La política mafiosa lo único que hace, cuerpo a tierra, es proteger sus privilegios y los intereses de las élites a costa de la pobreza y el hambre. La más reciente abofeteada al pueblo fue el Presupuesto 2021, que, literalmente, fue el fósforo que prendió las últimas protestas. El presidente Giammattei y la actual legislatura, a excepción de unos diputados y diputadas que votaron en contra, creían que iban a poder aprobar el presupuesto sin que nos diésemos cuenta. Tal vez pensaron que, como estamos en pandemia, estaríamos vigilando al estilo Consuelo Porras. Pero la ciudadanía, conformada por nuevas generaciones valientes, evidenció que su sentido mayoritario es progresista y que no tiene miedo. El ímpetu y la fuerza de las consignas en la plaza dejaron claro que, pese a todo, el poder es del pueblo.
La corrupción sigue siendo la protagonista habitual de las protestas, por eso es importante que recordemos lo que pasó en el 2015 y que aprendamos las lecciones. El hartazgo no cambia nada, impulsa, eso sí, pero el pueblo y los colectivos sociales deben, debemos, organizarnos. ¿Qué reclamamos? ¿Seguimos exigiendo “reformas estructurales” sin que nada cambie? Tanto hablamos del sistema, de refundar el país, de convocar a una constituyente, de replantear los principios y reglas democráticas, pero nunca vamos más allá de lo abstracto. ¿De qué sistema estamos hablando? Discutamos del modelo económico, por ejemplo, o de estructura de clases, de racismo, de élites, del CACIF y todo lo que tiene que cambiar.
La política ha sido un bucle entre crisis e intentos fallidos de iniciativas que pretenden justicia social, el bienestar de la mayoría, la transparencia y la lucha contra la corrupción. Hemos tenido lo que en inglés llamarían ‘critical junctures’, que, en castellano sería como aquellos momentos decisivos para cambiar el rumbo de la institucionalidad y del sistema. En nuestro caso, las élites se han encargado de bloquear esas oportunidades. La agenda de los Acuerdos de Paz y las protestas del 2015, por ejemplo.
Nuestra endeble democracia necesita cimientos reales. Es muy importante que los colectivos sepan articular los reclamos, unirse. Si las demandas quedan indefinidas, entonces ni siquiera lograríamos hacerle cosquillas al dinosaurio. Dejemos lo abstracto a un lado. Si hay intereses comunes, hay que organizarse políticamente y buscar consenso. Somos mayoría, encontremos los canales y resortes comunicativos.
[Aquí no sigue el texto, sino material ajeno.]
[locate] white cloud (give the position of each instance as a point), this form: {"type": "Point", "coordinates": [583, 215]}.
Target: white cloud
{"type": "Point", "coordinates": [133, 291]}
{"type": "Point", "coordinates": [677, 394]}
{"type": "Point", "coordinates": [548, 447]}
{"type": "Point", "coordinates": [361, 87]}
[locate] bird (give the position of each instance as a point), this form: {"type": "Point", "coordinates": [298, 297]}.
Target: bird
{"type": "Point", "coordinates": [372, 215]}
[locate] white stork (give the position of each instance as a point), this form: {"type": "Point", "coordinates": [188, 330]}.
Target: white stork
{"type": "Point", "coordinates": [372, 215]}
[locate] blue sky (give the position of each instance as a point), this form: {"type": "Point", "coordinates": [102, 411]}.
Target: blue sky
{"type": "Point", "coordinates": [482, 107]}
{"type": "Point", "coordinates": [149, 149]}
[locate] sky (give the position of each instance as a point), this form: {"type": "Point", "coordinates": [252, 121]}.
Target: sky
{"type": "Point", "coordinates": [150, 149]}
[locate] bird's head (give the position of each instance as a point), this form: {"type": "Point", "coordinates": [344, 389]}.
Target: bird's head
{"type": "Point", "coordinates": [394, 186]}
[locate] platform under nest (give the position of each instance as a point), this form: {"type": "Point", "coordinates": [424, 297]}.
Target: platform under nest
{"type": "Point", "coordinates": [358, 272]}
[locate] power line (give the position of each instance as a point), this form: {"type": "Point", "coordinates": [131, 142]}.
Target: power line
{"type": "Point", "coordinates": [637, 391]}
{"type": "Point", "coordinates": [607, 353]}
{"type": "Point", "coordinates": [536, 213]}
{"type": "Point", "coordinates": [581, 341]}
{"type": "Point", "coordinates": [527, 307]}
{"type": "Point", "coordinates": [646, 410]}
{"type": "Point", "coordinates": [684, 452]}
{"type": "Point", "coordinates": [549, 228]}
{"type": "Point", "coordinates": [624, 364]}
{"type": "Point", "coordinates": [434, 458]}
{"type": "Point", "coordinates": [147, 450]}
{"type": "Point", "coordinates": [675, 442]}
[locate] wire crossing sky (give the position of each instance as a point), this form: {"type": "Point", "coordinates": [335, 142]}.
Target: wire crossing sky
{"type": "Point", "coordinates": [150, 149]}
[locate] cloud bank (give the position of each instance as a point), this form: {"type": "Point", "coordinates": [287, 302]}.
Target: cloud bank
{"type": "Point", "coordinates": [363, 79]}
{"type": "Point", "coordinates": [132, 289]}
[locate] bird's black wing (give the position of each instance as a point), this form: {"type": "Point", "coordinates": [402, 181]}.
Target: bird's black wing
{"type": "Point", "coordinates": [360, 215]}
Organizarse es urgente porque somos un país en el que no ha habido ninguna formación política. La derecha nos ha gobernado con una neurona y se ha apoderado de lo público desde siempre. La izquierda, en el mejor de los casos, está condenada a tratar de sobrevivir cada elección para que no desaparezca completamente. José Ortega y Gasset ya nos invitaba: “jóvenes, haced política, porque si no la hacéis se hará igual, y posiblemente en vuestra contra”.